This adapts the second of Anthony Horowitz’s accomplished thrillers for teenagers starring fourteen year old secret agent Alex Rider. Even at this stage it’s apparent the franchise is based on formula, with many of the staging points from Stormbreaker receiving another run through, so the success depends on the construction of the set pieces punctuating the formula.

Horowitz is well up to that task, and adapter Antony Johnston transfers him well from novel to graphic novel. It begins with Alex bored at school, then finding the ideal opportunity to help his community, which doesn’t follow the predicted path in a well-conceived stunt (on the part of Horowitz, if not Rider). His exalted status leads him back to MI6, where it just so happens there’s another job for which he’ll be ideal.

The fathers of two boys at the exclusive Point Blanc school for troubled rich children have recently died in suspicious circumstances. It’s run by the suitably sinister Dr Hugo Grief and set high in the Swiss Alps, where the only way is down a sheer ski slope. “Nice place”, remarks Alex on arrival. “The building was designed by a Frenchman who was certainly the world’s worst architect”, responds Dr Grief, “When the first owners moved in they had him shot.” Yes, we’re back in the territory of the lip-curling, exaggerated cartoon villain. Dr Grief has a plan, but will Alex be able to discover what it is before he too becomes one of the astonishingly well-behaved former miscreants?

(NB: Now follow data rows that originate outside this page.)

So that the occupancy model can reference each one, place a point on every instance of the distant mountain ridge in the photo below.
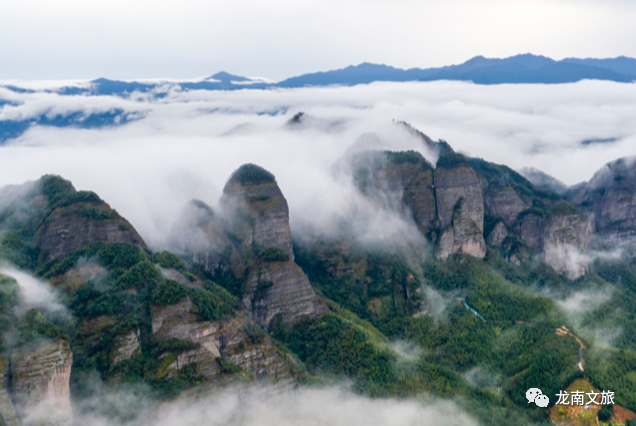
(526, 68)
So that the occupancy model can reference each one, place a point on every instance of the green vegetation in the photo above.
(92, 213)
(605, 413)
(175, 346)
(228, 367)
(8, 301)
(531, 211)
(450, 160)
(251, 174)
(210, 304)
(564, 209)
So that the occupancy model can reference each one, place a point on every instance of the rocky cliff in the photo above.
(7, 410)
(257, 217)
(216, 346)
(460, 209)
(40, 383)
(401, 181)
(201, 236)
(561, 237)
(256, 210)
(609, 202)
(73, 226)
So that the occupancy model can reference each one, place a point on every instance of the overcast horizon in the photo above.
(135, 40)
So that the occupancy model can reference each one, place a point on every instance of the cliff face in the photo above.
(71, 227)
(7, 410)
(40, 383)
(562, 240)
(232, 339)
(565, 243)
(609, 200)
(505, 203)
(460, 210)
(420, 199)
(272, 285)
(202, 236)
(497, 235)
(125, 346)
(258, 217)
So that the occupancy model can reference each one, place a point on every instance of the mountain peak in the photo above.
(226, 77)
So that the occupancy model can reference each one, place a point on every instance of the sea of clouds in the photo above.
(185, 145)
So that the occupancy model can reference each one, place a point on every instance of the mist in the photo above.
(240, 406)
(185, 145)
(35, 293)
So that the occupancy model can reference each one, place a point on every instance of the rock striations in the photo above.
(460, 210)
(217, 346)
(250, 237)
(73, 226)
(40, 383)
(609, 202)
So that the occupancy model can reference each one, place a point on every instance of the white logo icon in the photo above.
(535, 395)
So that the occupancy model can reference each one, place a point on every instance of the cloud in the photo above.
(35, 293)
(258, 406)
(187, 144)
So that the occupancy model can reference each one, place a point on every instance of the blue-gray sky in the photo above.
(280, 38)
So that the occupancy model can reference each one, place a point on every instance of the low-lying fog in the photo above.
(186, 144)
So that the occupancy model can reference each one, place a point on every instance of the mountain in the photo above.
(527, 68)
(474, 305)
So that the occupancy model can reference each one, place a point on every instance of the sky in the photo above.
(186, 144)
(129, 39)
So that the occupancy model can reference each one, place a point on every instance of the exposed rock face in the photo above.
(505, 203)
(460, 210)
(609, 200)
(420, 199)
(201, 236)
(227, 338)
(270, 288)
(565, 243)
(562, 241)
(497, 235)
(259, 215)
(71, 227)
(40, 383)
(124, 347)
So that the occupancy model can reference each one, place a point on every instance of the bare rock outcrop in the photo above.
(7, 410)
(397, 181)
(40, 383)
(235, 340)
(609, 201)
(460, 210)
(561, 237)
(497, 235)
(271, 286)
(257, 210)
(202, 237)
(70, 227)
(420, 199)
(505, 203)
(258, 217)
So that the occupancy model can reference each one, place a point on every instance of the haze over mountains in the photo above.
(526, 68)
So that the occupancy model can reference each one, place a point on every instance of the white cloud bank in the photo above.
(311, 407)
(190, 142)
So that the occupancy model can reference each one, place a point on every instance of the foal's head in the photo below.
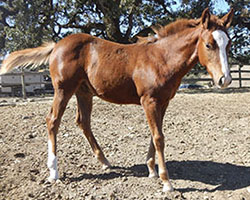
(213, 46)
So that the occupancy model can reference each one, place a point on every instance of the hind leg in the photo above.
(84, 103)
(53, 120)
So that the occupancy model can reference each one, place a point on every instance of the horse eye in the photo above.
(208, 46)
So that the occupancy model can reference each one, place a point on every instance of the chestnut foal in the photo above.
(147, 73)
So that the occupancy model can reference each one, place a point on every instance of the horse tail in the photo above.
(32, 56)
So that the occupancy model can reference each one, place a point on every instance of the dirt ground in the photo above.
(207, 150)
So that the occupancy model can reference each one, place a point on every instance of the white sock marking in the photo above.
(52, 163)
(222, 40)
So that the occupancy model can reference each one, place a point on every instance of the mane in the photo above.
(176, 27)
(168, 30)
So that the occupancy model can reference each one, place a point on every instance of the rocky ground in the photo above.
(207, 150)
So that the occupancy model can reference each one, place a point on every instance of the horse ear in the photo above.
(227, 19)
(205, 18)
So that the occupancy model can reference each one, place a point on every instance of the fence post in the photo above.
(240, 83)
(23, 84)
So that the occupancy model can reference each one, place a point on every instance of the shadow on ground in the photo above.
(215, 90)
(225, 176)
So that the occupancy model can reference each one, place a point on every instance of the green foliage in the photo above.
(27, 23)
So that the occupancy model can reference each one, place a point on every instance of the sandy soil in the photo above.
(207, 150)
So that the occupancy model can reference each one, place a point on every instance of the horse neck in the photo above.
(180, 51)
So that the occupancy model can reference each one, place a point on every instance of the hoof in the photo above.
(52, 180)
(167, 187)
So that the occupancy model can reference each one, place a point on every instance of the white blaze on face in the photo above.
(222, 41)
(52, 163)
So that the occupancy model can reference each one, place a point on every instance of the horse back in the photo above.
(105, 67)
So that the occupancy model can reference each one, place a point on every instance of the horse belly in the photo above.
(123, 93)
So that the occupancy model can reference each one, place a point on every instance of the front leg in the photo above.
(154, 113)
(151, 160)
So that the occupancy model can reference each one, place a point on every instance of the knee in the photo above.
(159, 142)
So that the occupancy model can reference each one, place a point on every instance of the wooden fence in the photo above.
(237, 72)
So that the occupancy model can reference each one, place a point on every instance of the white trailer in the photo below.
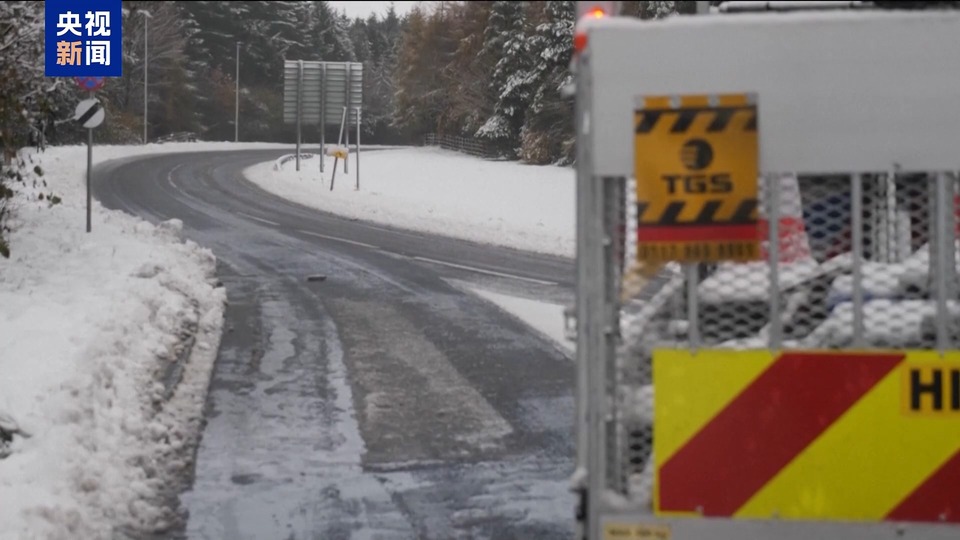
(807, 380)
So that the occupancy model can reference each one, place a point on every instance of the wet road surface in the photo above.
(379, 401)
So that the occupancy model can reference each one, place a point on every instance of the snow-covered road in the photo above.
(107, 342)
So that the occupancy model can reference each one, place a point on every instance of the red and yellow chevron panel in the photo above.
(808, 435)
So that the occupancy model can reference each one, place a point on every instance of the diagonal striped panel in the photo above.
(936, 499)
(766, 426)
(864, 465)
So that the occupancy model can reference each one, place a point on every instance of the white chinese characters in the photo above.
(69, 22)
(83, 49)
(98, 23)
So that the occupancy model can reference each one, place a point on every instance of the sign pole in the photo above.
(343, 120)
(89, 172)
(358, 149)
(89, 166)
(346, 119)
(299, 106)
(323, 114)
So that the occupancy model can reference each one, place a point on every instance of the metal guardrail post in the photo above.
(772, 181)
(691, 272)
(943, 258)
(299, 107)
(856, 225)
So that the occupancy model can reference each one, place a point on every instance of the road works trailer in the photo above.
(768, 321)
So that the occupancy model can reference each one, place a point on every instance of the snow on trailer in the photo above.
(806, 394)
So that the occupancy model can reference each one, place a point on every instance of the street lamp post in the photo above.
(146, 65)
(236, 112)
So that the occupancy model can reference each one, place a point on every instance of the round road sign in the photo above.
(89, 113)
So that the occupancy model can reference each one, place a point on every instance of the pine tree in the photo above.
(547, 134)
(506, 38)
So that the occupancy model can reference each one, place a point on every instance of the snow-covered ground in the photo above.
(438, 191)
(92, 330)
(544, 317)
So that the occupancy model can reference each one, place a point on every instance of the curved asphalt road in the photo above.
(381, 402)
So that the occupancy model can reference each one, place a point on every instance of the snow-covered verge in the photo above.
(107, 342)
(437, 191)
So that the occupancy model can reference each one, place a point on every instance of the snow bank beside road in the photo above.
(442, 192)
(89, 325)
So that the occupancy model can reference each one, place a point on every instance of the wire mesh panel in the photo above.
(854, 261)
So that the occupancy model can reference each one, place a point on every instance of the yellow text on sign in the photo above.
(635, 531)
(696, 165)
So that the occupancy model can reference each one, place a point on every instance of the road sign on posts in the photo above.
(696, 165)
(317, 93)
(89, 114)
(90, 84)
(326, 86)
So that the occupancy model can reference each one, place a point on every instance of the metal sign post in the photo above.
(358, 149)
(89, 113)
(323, 116)
(343, 122)
(299, 106)
(346, 118)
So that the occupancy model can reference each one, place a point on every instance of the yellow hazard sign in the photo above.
(836, 435)
(696, 165)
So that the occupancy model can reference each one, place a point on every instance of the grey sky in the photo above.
(364, 9)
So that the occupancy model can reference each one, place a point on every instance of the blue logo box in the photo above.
(83, 38)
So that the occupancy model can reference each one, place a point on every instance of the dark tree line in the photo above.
(491, 70)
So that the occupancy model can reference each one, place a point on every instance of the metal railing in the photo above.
(466, 145)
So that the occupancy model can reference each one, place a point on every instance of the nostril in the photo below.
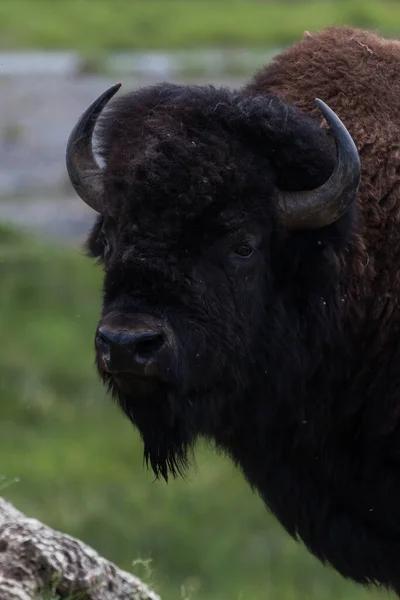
(147, 345)
(103, 335)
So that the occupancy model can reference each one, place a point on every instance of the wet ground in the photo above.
(39, 105)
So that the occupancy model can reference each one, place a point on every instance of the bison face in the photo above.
(179, 323)
(202, 214)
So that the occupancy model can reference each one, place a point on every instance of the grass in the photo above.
(95, 26)
(79, 462)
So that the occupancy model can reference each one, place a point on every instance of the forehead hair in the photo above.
(173, 153)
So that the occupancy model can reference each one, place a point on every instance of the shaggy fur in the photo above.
(290, 359)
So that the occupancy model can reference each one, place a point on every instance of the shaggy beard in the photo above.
(164, 423)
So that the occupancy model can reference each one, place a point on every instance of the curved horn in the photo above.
(83, 169)
(326, 204)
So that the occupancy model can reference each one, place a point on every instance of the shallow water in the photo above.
(37, 111)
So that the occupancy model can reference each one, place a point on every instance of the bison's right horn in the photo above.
(326, 204)
(84, 172)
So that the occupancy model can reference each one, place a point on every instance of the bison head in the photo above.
(221, 216)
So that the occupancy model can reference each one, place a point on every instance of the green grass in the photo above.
(79, 462)
(102, 25)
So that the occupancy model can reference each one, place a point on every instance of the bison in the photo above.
(250, 241)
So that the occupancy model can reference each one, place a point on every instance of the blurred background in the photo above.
(67, 456)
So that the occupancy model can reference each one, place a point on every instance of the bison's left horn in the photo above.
(326, 204)
(84, 172)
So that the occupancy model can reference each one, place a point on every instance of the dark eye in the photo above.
(244, 250)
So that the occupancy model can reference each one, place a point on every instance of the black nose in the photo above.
(123, 350)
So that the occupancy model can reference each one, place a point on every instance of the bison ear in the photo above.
(302, 210)
(83, 169)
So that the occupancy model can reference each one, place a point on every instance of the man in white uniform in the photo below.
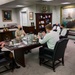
(50, 39)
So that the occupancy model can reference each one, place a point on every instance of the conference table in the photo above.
(19, 51)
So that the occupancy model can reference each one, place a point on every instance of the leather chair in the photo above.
(4, 62)
(66, 35)
(56, 55)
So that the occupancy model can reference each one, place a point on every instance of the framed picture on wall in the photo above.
(31, 15)
(7, 15)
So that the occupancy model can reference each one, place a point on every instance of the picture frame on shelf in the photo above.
(31, 15)
(7, 15)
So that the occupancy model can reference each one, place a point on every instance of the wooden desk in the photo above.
(19, 52)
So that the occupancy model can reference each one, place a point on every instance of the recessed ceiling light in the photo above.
(19, 5)
(66, 3)
(47, 0)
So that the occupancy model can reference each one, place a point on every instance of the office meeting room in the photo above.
(37, 37)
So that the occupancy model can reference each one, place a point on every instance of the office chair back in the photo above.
(60, 49)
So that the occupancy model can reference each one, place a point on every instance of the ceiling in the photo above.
(25, 3)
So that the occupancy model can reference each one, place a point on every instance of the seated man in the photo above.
(9, 54)
(50, 38)
(63, 32)
(19, 33)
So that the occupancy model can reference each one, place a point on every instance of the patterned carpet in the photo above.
(33, 67)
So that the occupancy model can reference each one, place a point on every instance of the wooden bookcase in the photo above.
(43, 19)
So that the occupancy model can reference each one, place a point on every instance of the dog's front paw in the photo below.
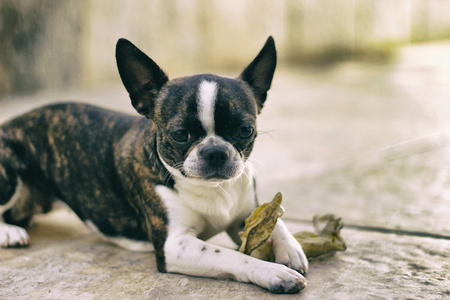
(279, 279)
(13, 236)
(289, 252)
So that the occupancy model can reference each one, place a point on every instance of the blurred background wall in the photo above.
(55, 44)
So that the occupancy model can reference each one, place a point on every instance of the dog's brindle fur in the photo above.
(121, 174)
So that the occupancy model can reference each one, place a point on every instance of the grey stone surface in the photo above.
(367, 142)
(66, 261)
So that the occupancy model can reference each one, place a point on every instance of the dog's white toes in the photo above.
(13, 236)
(280, 279)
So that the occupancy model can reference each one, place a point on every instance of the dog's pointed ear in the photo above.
(259, 73)
(140, 75)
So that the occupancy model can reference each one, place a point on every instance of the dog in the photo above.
(165, 181)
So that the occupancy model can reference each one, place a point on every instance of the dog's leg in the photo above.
(186, 254)
(11, 235)
(287, 250)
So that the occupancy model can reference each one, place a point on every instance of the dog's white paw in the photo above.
(279, 279)
(289, 252)
(13, 236)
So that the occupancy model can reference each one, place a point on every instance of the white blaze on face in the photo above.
(206, 101)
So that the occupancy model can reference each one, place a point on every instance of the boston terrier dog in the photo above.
(165, 182)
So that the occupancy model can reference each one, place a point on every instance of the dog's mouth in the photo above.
(210, 177)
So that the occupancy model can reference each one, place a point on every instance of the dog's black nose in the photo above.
(215, 155)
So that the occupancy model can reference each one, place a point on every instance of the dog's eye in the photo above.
(180, 136)
(245, 132)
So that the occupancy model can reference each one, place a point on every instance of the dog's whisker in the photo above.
(221, 187)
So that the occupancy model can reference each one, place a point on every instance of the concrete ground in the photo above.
(368, 142)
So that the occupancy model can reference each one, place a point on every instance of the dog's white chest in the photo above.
(208, 209)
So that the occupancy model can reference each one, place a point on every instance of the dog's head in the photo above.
(206, 124)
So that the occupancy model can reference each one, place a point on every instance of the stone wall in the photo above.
(49, 44)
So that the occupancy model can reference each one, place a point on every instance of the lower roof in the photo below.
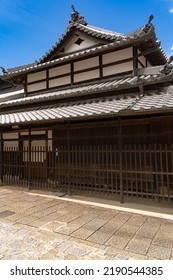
(153, 102)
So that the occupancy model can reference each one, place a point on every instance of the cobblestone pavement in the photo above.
(38, 227)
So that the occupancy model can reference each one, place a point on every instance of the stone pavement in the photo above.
(37, 227)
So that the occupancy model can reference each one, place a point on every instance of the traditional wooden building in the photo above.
(94, 115)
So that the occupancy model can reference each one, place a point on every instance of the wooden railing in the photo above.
(144, 170)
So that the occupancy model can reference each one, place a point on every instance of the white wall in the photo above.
(60, 81)
(36, 76)
(118, 68)
(87, 43)
(60, 70)
(86, 63)
(86, 76)
(117, 55)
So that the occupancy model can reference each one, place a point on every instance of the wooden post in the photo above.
(135, 60)
(46, 144)
(1, 160)
(120, 161)
(68, 159)
(29, 158)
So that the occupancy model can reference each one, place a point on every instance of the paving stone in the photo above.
(164, 239)
(138, 245)
(136, 220)
(84, 219)
(154, 221)
(118, 242)
(127, 231)
(95, 224)
(167, 226)
(82, 233)
(148, 230)
(79, 250)
(99, 237)
(108, 214)
(53, 226)
(158, 252)
(27, 220)
(68, 229)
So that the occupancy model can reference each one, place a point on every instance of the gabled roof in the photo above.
(106, 40)
(154, 101)
(146, 77)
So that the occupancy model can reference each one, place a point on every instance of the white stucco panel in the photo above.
(36, 86)
(87, 42)
(60, 81)
(10, 135)
(86, 76)
(118, 68)
(36, 76)
(64, 69)
(117, 55)
(86, 63)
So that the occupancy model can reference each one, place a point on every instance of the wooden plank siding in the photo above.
(93, 68)
(121, 159)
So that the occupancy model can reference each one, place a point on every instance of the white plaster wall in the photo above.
(11, 144)
(36, 76)
(64, 69)
(119, 68)
(36, 86)
(142, 60)
(35, 157)
(86, 63)
(86, 76)
(87, 43)
(117, 55)
(10, 135)
(60, 81)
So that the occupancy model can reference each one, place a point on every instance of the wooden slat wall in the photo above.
(147, 170)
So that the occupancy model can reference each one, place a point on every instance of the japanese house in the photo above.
(94, 115)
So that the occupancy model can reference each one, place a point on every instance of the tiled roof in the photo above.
(82, 90)
(119, 105)
(114, 40)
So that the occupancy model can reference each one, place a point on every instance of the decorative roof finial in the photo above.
(168, 67)
(4, 70)
(76, 17)
(147, 26)
(151, 17)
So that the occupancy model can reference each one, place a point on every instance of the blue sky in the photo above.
(29, 28)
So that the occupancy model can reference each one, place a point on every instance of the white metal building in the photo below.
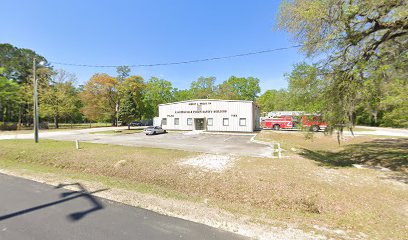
(210, 115)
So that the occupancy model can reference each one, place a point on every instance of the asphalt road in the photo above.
(31, 210)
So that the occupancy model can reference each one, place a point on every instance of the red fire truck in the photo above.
(312, 122)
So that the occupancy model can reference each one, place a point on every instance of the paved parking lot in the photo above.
(210, 143)
(234, 144)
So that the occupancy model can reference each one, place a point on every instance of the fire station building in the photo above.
(209, 115)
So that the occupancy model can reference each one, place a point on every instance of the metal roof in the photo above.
(213, 100)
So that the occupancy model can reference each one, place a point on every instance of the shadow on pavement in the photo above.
(66, 196)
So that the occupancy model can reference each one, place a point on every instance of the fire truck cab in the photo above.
(310, 121)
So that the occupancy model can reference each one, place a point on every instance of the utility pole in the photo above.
(36, 122)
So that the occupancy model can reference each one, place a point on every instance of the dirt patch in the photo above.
(210, 162)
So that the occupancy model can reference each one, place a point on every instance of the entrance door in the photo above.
(199, 123)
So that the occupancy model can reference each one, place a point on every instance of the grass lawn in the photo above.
(295, 191)
(387, 152)
(122, 131)
(62, 127)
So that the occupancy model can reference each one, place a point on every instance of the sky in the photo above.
(147, 32)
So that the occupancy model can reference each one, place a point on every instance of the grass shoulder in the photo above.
(290, 192)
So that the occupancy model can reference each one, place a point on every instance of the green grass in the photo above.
(62, 127)
(294, 190)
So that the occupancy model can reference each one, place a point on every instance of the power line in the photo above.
(181, 62)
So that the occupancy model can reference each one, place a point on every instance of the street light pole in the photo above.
(36, 122)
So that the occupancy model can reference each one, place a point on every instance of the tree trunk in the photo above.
(1, 113)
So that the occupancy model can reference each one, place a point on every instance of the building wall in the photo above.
(216, 110)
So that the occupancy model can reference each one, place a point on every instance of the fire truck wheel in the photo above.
(315, 128)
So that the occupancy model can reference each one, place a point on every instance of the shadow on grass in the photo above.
(389, 153)
(65, 196)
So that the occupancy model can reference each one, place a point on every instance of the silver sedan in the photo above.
(154, 130)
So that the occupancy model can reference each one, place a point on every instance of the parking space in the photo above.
(209, 143)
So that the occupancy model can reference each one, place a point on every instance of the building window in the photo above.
(225, 121)
(189, 121)
(209, 122)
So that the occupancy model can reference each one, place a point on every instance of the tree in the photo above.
(275, 100)
(353, 39)
(100, 97)
(203, 88)
(240, 88)
(59, 99)
(158, 91)
(128, 108)
(306, 88)
(10, 96)
(17, 64)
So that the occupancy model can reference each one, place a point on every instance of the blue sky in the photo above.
(145, 32)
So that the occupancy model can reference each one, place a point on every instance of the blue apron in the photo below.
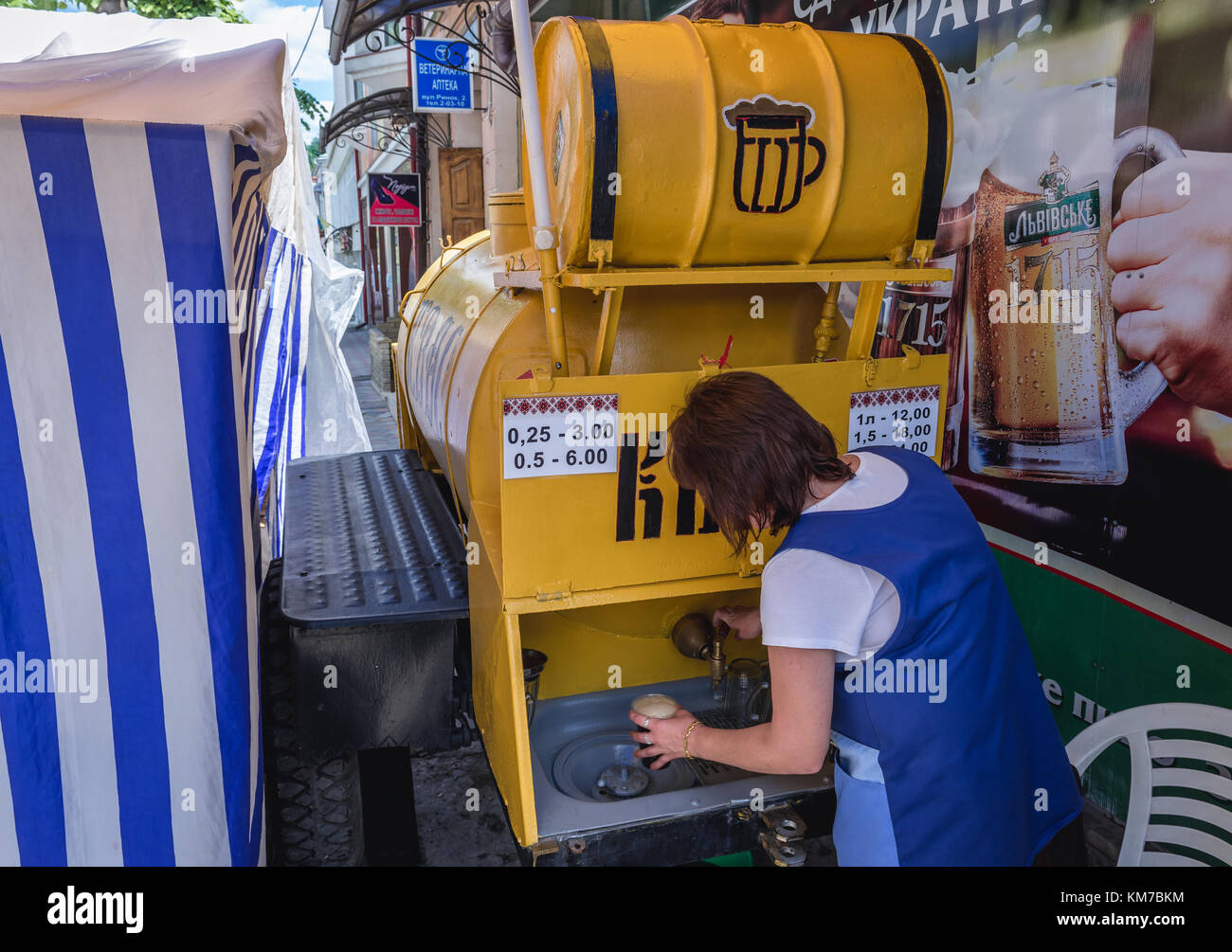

Given that the next volume is Skeleton Key, the sharper readers will figure that out, but Horowitz delivers a smart coda just when everything appears done and dusted.

Sisters Kanako Damerum and Yuzuru Takasaki again supply manga style art tempered for those used to Western storytelling methods. There’s a certain similarity to their faces with the exception of the gruesomely illustrated Madame Stellenbosch, Grief’s henchwoman and former weightlifting champion. Backgrounds are minimal, but their characterisation is impressive, and their action sequences well choreographed.

This matches the levels of excitement generated by Stormbreaker, but falls a little short when it comes to the panache of the dialogue.